É, então, a infinidade de opções viabilizada pela mistura dos grãos de café, a possibilidade de se ter um produto com características constantes e em escala industrial, que conquista cada vez mais adeptos aos blends.
TRABALHO PARA ALQUIMISTAS
Cada café é único, principalmente devido a sua região produtora. Os cafés da Jamaica têm um sabor peculiar, assim como os quenianos e etíopes. Só no Brasil, existem diversas regiões produtoras, e cada uma oferece uma bebida diferenciada, com corpo e aroma únicos. Unir essas peculiaridades "a gosto" é a função do degustador ou provador. É ele quem mistura um café mais encorpado com um mais ácido e obtém, então, uma terceira experiência sensorial, que pode ser ainda melhor que as duas originais. Ou seja, enquanto os estate coffees são naturais, o blend, pela interferência do homem, pode ser manipulado para melhor atender às expectativas de determinado público-alvo.

Para preparar o blend, a fórmula básica é adicionar ao grão de base outros grãos - em quantidade ilimitada - chamados reguladores. Assim, um café mais neutro pode receber um toque de acidez de outro, a doçura de um terceiro e até notas florais de mais um. Esse regulador finalizante, para Ensei Neto, consultor em cafés especiais, é o "tempero" da bebida, uma pequena porção de grãos selecionados que lhe dará notas características.
Muitos cafés carecem de harmonia ou personalidade. Eles podem, então, ser finalizados com um grão que preencha a lacuna, o que pode ser um robusta completando um arábica, um bourbon harmonizando com um mundo novo, um colombiano temperando um brasileiro, etc. Paulo César dá um exemplo comum para esclarecer o procedimento: "Um arábica da Mogiana, que é um café encorpado, com um bom aroma, mas baixa acidez e pouca doçura, pode servir como base para um blend. Um arábica do Sul de Minas, que tem o corpo suave mas uma acidez expressiva, bom aroma e muita doçura, pode ser o regulador ideal para aquele".

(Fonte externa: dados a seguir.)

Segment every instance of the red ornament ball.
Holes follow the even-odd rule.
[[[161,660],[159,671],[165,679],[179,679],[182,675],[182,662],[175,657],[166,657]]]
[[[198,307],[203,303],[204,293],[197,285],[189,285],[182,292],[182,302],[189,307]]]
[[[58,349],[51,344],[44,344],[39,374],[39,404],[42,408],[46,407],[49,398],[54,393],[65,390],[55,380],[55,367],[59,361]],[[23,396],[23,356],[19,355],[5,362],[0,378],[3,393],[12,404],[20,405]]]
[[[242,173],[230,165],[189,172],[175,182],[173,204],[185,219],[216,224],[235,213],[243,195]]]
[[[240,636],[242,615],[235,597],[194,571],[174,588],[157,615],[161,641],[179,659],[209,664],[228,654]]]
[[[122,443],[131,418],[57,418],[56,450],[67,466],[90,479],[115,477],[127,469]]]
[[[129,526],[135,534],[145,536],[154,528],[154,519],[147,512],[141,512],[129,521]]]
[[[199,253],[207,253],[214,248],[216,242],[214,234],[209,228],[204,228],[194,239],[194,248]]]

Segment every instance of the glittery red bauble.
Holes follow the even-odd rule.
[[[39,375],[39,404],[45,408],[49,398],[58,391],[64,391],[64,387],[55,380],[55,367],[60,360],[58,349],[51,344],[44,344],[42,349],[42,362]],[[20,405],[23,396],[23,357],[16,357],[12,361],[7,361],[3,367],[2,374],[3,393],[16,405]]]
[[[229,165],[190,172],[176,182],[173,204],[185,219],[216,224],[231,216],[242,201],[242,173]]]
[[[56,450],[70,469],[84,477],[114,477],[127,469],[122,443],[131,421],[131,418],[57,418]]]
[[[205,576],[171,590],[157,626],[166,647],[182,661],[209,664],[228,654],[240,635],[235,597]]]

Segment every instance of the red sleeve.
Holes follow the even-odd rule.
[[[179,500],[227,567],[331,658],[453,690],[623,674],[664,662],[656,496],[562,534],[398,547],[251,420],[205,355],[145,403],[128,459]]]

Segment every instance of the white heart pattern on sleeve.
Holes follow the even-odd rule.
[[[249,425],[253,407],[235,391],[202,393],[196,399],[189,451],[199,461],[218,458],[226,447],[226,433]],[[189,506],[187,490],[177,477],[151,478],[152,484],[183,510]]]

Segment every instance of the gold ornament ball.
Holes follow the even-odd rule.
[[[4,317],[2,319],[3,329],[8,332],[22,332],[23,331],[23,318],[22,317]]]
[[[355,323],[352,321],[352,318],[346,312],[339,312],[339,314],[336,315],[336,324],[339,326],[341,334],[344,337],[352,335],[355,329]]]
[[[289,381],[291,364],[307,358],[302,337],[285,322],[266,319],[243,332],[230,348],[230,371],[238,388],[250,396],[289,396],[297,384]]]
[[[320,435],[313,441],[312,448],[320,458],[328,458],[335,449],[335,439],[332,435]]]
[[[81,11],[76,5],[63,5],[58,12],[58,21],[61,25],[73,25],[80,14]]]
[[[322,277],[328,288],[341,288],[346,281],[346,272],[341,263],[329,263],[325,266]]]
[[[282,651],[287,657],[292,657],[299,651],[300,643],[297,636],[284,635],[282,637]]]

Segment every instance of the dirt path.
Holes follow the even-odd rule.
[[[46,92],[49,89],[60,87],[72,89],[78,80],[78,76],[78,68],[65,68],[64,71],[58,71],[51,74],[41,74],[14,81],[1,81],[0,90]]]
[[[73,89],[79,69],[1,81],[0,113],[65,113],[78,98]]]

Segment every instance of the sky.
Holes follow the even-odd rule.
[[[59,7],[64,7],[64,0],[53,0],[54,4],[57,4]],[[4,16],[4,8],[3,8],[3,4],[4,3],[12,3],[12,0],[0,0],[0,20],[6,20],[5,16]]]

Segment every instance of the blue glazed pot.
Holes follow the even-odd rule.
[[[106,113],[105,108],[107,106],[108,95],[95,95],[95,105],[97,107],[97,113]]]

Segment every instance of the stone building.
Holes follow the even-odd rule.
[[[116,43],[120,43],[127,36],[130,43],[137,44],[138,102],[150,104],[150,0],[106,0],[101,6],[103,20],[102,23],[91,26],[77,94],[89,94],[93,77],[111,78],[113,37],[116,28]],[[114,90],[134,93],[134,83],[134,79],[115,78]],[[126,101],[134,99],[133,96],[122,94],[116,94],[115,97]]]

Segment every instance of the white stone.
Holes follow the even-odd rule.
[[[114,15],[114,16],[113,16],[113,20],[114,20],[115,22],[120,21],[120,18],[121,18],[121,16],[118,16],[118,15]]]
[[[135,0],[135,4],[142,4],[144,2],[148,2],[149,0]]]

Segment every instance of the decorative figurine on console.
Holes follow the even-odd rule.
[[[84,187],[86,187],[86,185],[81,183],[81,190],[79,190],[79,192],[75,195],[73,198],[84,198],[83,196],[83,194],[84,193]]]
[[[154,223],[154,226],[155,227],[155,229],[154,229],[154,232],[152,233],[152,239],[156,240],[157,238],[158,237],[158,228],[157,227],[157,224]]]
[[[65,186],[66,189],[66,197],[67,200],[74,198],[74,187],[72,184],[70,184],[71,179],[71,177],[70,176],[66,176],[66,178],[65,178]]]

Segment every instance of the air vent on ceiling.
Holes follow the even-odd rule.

PRODUÇÃO EM SÉRIE OU BUSCA ETERNA
O consumidor é fiel. Quando ele adquire um produto, além de qualidade ele quer encontrar a mesma característica que lhe agradou e lhe fez comprar uma determinada marca pela segunda vez. Luciano Toledo, classificador e degustador responsável pelo Controle de Qualidade do Café Toledo, acredita na padronização proporcionada pelo trabalho com blends como opção de qualidade. "Quando a empresa foi criada, há dez anos, foi lançado o blend da marca: um café encorpado, com pouca acidez e sabor achocolatado. A partir daquele momento, o blend não pôde mais mudar porque o consumidor gosta daquilo, então é preciso manter um padrão."